Dynamic mapping of micro-viscosity in the intact brain

Physiological activity of the brain relies on the rapid movement of signalling molecules, outside and inside nerve cells. Recent studies have found that eukariot cells can modulate their cytosol viscosity in response to temperature and energy demands, by regulating the synthesis of glycogen and trehalose, and thus maintain constant cytoplasm diffusivity (hence invariant reaction rates) across a 20C.

It has also been discovered that cytoplasm viscosity regulates the assembly dynamics of microtubules and thus cell morphology. Therefore, the knowledge of molecular diffusivity, which is defined by local microviscosity, on the small scale in the brain is crucial. Firstly, it should reveal critical constraints for the dynamics of molecular reactions and ionic currents that shape neural activity.

Secondly, it could provide a potentially important readout of local physiological and pathological changes in brain cells, which cannot be detected by other means.
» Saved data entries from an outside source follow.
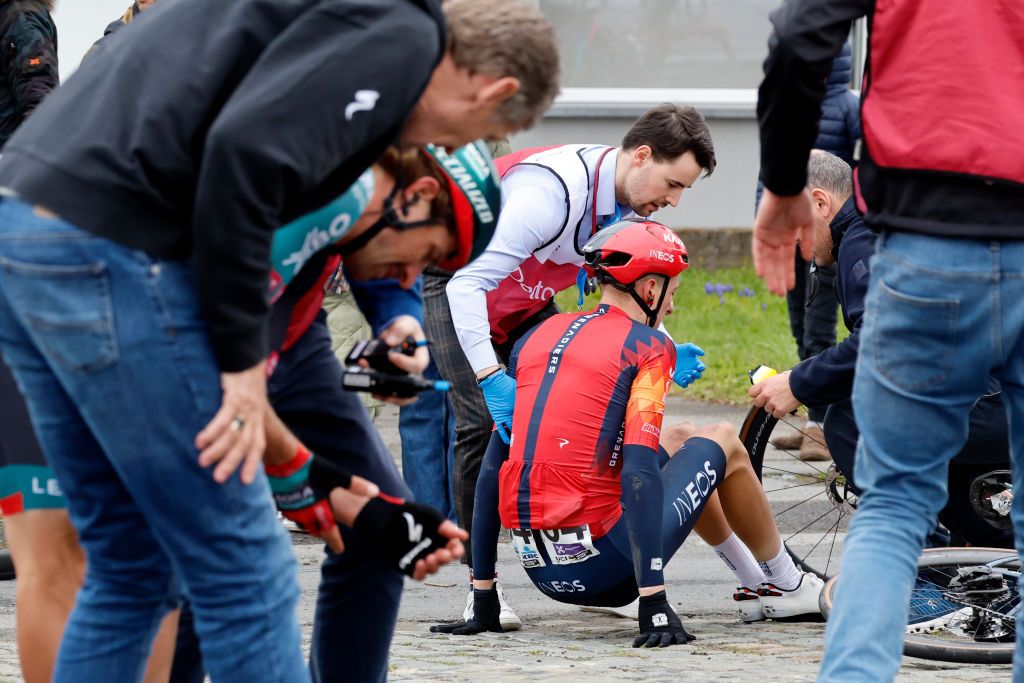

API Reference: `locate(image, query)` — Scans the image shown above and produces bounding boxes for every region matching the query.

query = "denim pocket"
[871,279,958,393]
[0,256,119,373]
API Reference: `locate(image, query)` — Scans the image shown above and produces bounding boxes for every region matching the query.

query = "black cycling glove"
[429,588,504,635]
[352,494,450,577]
[307,455,354,500]
[634,591,695,648]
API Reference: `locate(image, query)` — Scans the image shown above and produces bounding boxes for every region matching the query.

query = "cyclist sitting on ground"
[432,219,823,647]
[749,150,1011,548]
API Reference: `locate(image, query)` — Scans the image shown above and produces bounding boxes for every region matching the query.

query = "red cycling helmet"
[583,218,688,326]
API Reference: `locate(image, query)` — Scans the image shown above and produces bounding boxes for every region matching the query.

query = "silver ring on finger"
[231,415,245,432]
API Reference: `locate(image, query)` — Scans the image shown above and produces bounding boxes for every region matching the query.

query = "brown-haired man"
[424,103,716,626]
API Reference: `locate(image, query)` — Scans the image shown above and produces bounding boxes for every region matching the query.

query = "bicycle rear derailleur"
[944,566,1014,642]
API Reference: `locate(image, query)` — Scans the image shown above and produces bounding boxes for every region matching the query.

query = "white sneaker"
[464,584,522,631]
[758,572,825,619]
[733,587,765,622]
[580,597,640,620]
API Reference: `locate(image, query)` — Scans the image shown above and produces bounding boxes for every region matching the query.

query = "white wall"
[52,0,133,80]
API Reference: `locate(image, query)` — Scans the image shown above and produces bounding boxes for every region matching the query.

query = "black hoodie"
[0,0,445,372]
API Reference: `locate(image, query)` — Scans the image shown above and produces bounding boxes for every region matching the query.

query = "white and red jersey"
[447,144,634,373]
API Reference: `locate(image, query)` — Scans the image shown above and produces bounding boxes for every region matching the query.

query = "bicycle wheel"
[820,548,1018,664]
[739,406,855,579]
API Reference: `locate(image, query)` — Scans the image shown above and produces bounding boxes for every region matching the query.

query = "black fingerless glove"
[634,591,695,648]
[429,588,504,635]
[352,495,450,576]
[307,454,354,500]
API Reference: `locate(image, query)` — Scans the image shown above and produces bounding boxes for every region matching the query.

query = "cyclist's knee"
[693,422,738,448]
[661,422,696,454]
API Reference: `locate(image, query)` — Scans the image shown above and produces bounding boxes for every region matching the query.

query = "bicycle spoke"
[823,512,845,576]
[760,464,827,479]
[763,481,831,494]
[768,444,829,476]
[794,513,841,563]
[774,487,829,518]
[783,501,839,546]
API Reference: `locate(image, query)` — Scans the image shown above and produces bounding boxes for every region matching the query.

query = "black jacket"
[790,198,873,405]
[0,0,445,372]
[0,0,57,146]
[758,0,1024,238]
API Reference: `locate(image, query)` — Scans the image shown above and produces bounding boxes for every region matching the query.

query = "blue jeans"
[171,315,412,683]
[0,199,306,682]
[820,232,1024,681]
[398,358,457,521]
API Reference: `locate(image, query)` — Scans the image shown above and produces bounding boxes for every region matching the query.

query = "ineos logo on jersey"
[345,90,379,121]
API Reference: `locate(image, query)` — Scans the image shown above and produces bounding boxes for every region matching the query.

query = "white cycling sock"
[712,533,766,590]
[759,540,802,591]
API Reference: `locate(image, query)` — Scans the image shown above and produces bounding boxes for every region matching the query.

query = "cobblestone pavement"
[0,399,1012,681]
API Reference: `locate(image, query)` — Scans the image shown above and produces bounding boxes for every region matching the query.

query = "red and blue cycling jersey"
[498,304,676,537]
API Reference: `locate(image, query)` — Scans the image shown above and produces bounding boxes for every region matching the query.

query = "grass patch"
[555,266,845,404]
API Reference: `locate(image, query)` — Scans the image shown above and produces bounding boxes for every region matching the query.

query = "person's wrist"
[476,366,502,383]
[265,444,311,478]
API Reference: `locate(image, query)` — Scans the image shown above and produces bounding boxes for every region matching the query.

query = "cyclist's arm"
[789,225,872,405]
[470,434,509,581]
[349,276,423,335]
[759,0,870,195]
[619,338,676,593]
[446,180,570,376]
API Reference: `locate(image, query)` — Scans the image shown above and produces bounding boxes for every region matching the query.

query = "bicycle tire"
[820,547,1018,664]
[738,405,854,579]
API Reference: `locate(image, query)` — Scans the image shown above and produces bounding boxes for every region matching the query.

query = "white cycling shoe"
[733,587,765,622]
[758,572,825,619]
[580,597,640,620]
[465,583,522,631]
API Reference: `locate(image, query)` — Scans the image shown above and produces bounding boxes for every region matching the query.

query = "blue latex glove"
[479,371,516,444]
[673,343,706,389]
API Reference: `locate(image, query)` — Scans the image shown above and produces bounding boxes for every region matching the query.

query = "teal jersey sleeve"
[268,168,375,303]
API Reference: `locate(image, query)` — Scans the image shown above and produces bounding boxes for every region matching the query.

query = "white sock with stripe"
[712,533,766,590]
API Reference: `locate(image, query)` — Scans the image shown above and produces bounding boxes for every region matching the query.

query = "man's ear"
[476,76,520,108]
[809,187,831,217]
[631,145,652,167]
[404,176,441,203]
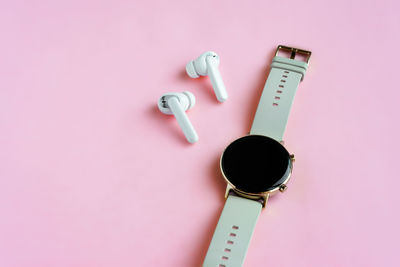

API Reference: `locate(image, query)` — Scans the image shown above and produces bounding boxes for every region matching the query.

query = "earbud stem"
[206,56,228,102]
[167,97,199,143]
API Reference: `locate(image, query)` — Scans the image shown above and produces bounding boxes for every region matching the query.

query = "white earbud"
[186,51,228,102]
[158,91,199,144]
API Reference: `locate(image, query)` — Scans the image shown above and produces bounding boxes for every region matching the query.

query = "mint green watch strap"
[203,195,262,267]
[250,55,309,141]
[204,47,311,267]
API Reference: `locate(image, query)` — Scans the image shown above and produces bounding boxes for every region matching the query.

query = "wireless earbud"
[186,51,228,102]
[158,91,198,144]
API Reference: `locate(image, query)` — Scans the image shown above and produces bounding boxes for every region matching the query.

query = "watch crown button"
[279,184,287,192]
[290,154,295,162]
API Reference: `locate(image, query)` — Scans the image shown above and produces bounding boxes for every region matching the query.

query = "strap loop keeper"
[271,56,308,81]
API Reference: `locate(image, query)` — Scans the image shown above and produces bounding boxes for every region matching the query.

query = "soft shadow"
[189,206,223,266]
[178,68,191,80]
[245,50,276,131]
[210,154,228,199]
[148,105,190,146]
[179,69,219,104]
[188,154,226,266]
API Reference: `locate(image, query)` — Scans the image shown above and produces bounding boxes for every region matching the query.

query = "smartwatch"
[203,45,312,267]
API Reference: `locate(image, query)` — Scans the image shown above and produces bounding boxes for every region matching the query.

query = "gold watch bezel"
[219,134,294,208]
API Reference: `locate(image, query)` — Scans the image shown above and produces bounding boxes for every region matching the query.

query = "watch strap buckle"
[275,45,312,64]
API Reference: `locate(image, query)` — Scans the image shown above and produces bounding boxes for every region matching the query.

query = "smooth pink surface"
[1,0,399,266]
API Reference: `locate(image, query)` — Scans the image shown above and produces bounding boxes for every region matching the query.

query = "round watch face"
[220,135,291,193]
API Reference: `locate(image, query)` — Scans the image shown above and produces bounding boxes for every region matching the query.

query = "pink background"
[1,0,399,266]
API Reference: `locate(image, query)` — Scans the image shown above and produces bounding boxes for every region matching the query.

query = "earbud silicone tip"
[186,61,200,78]
[182,91,195,109]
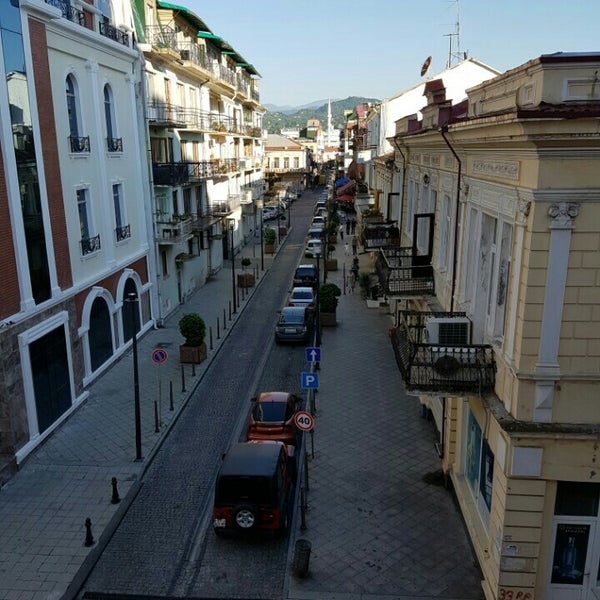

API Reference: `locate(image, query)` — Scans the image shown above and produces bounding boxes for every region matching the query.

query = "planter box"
[237,273,255,288]
[320,311,337,327]
[179,343,207,364]
[326,259,338,271]
[264,243,276,255]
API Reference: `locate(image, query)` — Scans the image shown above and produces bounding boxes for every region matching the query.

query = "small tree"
[264,228,277,245]
[178,313,206,347]
[319,283,341,313]
[241,257,251,271]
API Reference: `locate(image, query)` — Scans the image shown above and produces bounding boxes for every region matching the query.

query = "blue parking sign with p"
[301,372,319,389]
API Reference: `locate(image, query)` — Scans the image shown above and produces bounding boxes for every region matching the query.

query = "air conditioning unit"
[426,316,471,345]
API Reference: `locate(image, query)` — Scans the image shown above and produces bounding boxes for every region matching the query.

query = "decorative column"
[534,202,579,422]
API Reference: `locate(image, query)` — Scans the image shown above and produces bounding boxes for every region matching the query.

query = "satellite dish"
[420,56,432,77]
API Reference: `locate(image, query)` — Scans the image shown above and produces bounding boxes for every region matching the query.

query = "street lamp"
[126,292,142,461]
[260,208,264,271]
[229,219,237,314]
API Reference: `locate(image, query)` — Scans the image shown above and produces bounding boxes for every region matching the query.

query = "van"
[304,238,322,257]
[212,442,294,536]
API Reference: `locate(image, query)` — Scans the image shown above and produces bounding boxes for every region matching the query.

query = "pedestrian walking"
[352,236,358,256]
[344,241,350,256]
[351,218,357,234]
[339,224,344,240]
[345,220,350,235]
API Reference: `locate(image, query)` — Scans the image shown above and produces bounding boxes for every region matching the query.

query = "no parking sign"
[151,348,168,364]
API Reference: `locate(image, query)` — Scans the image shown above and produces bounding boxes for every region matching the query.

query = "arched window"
[104,84,121,152]
[89,296,114,371]
[66,74,79,138]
Our program builds on a set of our in-house established methods, which include two-photon excitation fluorescence lifetime imaging (FLIM) and time-resolved fluorescence anisotropy imaging (TR-FAIM) implemented in vitro and in organised brain tissue. The main methodological objective of the proposed project is to expand and implement such methods in the intact animal brain at microscopic resolution, the approach that has not been attainable previously.

This implementation will enable the mapping and monitoring of extracellular and intracellular microviscosity in live animals (rodents), using FLIM-enabled protocols for either water-soluble small-molecule fluorophores or fluorescent indicators or molecular motors that could be genetically encoded for cell-targeted expression.

The ultimate scientific objective of our research will be to establish, where feasible, the causal associations between micro-viscosity of the specific extracellular or intracellular environments and the physiological or pathological traits of the target cells and their compartments, which in turn affect the functioning of the local neural microcircuitry. This will be achieved by employing the in-house established sensory stimulation paradigm (physiological aspect) and a chronic animal epilepsy model (pathological aspect).

We will use high-resolution time-resolved, multiplexed where required, imaging of the identified brain cells and their environments, including principal neurons, interneurons, astrocytes, and blood vessels, in the sensor cortex and barrel cortex areas of the rodent brain. The fluorescent probes will be applied either through direct application using patch-clamp techniques (relevant for small synthetic dyes), or through genetic targeting of specific cells (relevant for BODIPY-type molecular motors).

The experiments will comprise control and test conditions, the latter involving either physiological tests or a pathology/ disease model, respectively.

The current host group comprises experts in single-cell electrophysiology, time-resolved and multiplexed fluorescence imaging, two-photon microscopy, optics, cellular and neural-networks biophysics, molecular biology. We are equipped with several cutting-edge two-photon excitation-uncaging imaging systems coupled with patch-clamp physiology, including a system dedicated to brain imaging in live rodents, and all the related infrastructure support. The host department provides world-leading academic environment.